I’m thinking about key people in every conversation who were able to say: OK, our school bus policies on social distancing, how is that going to play out? Or thinking through operationally, how do we take into account the health guidance from the CDC, how do we play that out into what’s going to work in most of North Carolina’s classrooms and for North Carolina’s kids? That comes from people who understand what it’s like to teach in public schools. Those were the folks who were around the table, all of us, and those who had not had the opportunity to be in the classroom, folks especially on our health side, they were ready to provide their input and they were open to feedback.
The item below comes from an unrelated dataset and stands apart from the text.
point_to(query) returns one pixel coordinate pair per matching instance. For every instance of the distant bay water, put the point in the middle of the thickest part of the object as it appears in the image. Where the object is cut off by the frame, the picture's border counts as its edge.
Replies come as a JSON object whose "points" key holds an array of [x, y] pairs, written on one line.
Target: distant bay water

I think that those moments were really hard — responding to stakeholders who would assume that no one in education was involved. And I just wanted to say I can never fully understand what it’s like to be in your shoes right now, because I have not lived it. But I’ve been a teacher at least. And I’m here advocating as best I can for you, and so are all of these other former teachers at the table, trying our best. Those calls were hard. It was really, really hard, because I could understand the fear, and talking to educators was hard.
But I think that those are also the highlights, because it’s such an honor to have had the opportunity to be in this work at all. And I’m grateful that I have an education background and work for DHHS, and that I’ve been able to help us navigate between these two sectors that really before COVID were just not always speaking the same language. That’s been a huge honor.
I think publishing our Strong Schools NC guidance was a big day and was a day that I look back on as a real highlight because we were one of the first states to put anything out in terms of putting our requirements on paper. I was so proud of Gov. Cooper and Secretary Cohen for their leadership that day, in particular, of saying we want our schools to be open. We want to do that safely. We know some local communities are going to have to make the best decisions for themselves. But here is what our best thinking is right now with all the information we know. And that was not easy to do. And I’m super proud of what we were able to put together and what it’s been able to grow to over the past year plus.
Sorrells: As a final question, what is bringing you hope right now?
Planchard: Vaccines, and seeing our data. Getting to hug my godparents for the first time in over a year. That brings me hope. There is an end in sight. And we know so much more about COVID now. That brings me so much hope.
I want our vaccines to be approved for children under the age of 16. I want to see that vaccine availability expand. The vaccine data — our efficacy of our vaccines — that is giving me a ton of hope.
And hearing about great local leaders in our school systems who are providing information to their communities about why vaccination is important. It gives me hope to see principals and superintendents who are taking on the challenge of communicating about health locally, on top of everything else that our school leaders have to do.
They give me so much hope, those education leaders who say, yes, I’m going to take on more because I know that health equity is fundamental to educational equity. That’s what’s going to change outcomes for North Carolinians in the future. That’s what’s going to change outcomes for our kids, is keeping this health and education communication going. And when we have everybody vaccinated, that is critical to this future that we want to build together.